All keys can be placed in `~/.agentmemory/.env` (loaded before `process.env`, then merged with process env):

### LLM Provider Variables

| Variable | Purpose |
|----------|---------|
| `ANTHROPIC_API_KEY` | Enable Anthropic provider; supports `ANTHROPIC_BASE_URL` override |
| `OPENAI_API_KEY` | Enable OpenAI provider; supports `OPENAI_BASE_URL`, `OPENAI_MODEL` |
| `OPENAI_API_KEY_FOR_LLM` | Set to `"false"` to reserve the key for embeddings only |
| `GEMINI_API_KEY` / `GOOGLE_API_KEY` | Enable Gemini via OpenAI-compatible endpoint |
| `OPENROUTER_API_KEY` | Enable OpenRouter; supports `OPENROUTER_MODEL` |
| `MINIMAX_API_KEY` | Enable MiniMax (raw-fetch, Anthropic-compatible API) |
| `AGENTMEMORY_ALLOW_AGENT_SDK` | Set `"true"` to permit the `agent-sdk` fallback (risk: recursion loop) |
| `FALLBACK_PROVIDERS` | Comma-separated list, e.g. `anthropic,openrouter` |
| `MAX_TOKENS` | Token budget for LLM calls (default: 4096) |
| `AGENTMEMORY_AUTO_COMPRESS` | Set `"true"` to enable per-observation LLM compression (off by default) |

### Embedding Provider Variables

| Variable | Purpose |
|----------|---------|
| `EMBEDDING_PROVIDER` | Force a specific provider (`gemini`, `openai`, `voyage`, `cohere`, `openrouter`, `local`) |
| `VOYAGE_API_KEY` | Enable Voyage AI (model: `voyage-code-3`, 1024-dim) |
| `COHERE_API_KEY` | Enable Cohere embeddings |
| `AGENTMEMORY_IMAGE_EMBEDDINGS` | Set `"true"` to enable CLIP image embedding (requires `@xenova/transformers`) |
| `BM25_WEIGHT` | Hybrid search BM25 weight (default: 0.4) |
| `VECTOR_WEIGHT` | Hybrid search vector weight (default: 0.6) |

---

## Failure Modes and Invariants

| Scenario | Behavior |
|----------|---------|
| No LLM key set | `NoopProvider` returns `""` — no compression/summarization, no crash |
| `AGENTMEMORY_ALLOW_AGENT_SDK=true` without a real key | `agent-sdk` spawns Claude child sessions — risks infinite Stop-hook recursion (#149) |
| Fallback provider key absent at startup | Provider silently dropped from chain; no runtime error |
| All providers in the chain fail | `FallbackChainProvider` re-throws the last error; `CircuitBreaker` records the failure |
| CircuitBreaker open | Calls fail fast with `"circuit_breaker_open"` — no network requests until `recoveryTimeoutMs` |
| No embedding key and `EMBEDDING_PROVIDER` unset | `createEmbeddingProvider` returns `null`; search uses BM25 only |
| Wrong embedding dimensions returned by provider | `withDimensionGuard` throws immediately — bad vector is never written to the index |
| `EMBEDDING_PROVIDER=local` | `@xenova/transformers` is a peer dep; install it manually or get a clear error |

---

## Summary

agentmemory's provider system is a two-layer BYOK design: the LLM layer (auto-detected from keys in priority order, wrapped in a FallbackChain and a CircuitBreaker) and the embedding layer (independently auto-detected, with a local Xenova fallback that needs no key).
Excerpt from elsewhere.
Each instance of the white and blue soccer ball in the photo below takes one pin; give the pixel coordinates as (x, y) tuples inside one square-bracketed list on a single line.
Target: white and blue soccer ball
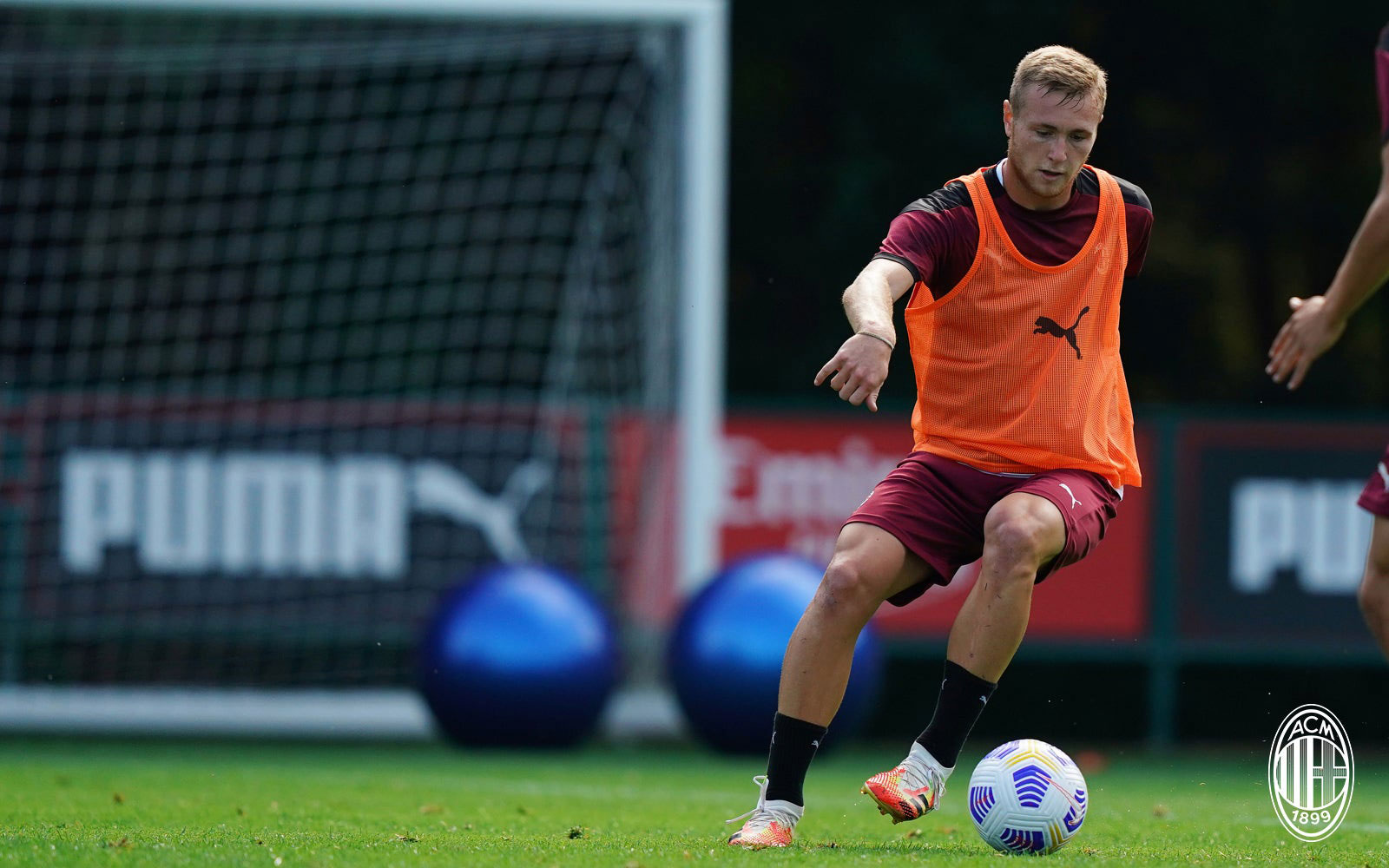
[(1027, 798)]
The `NoopProvider` and a `null` embedding result are the safe degraded states — the system continues to function for capture and BM25 search even with no API keys configured at all. The `withDimensionGuard` wrapper in `src/providers/embedding/index.ts:56-80` is the critical invariant that keeps the vector index from accumulating silent corruption when a provider's output changes shape.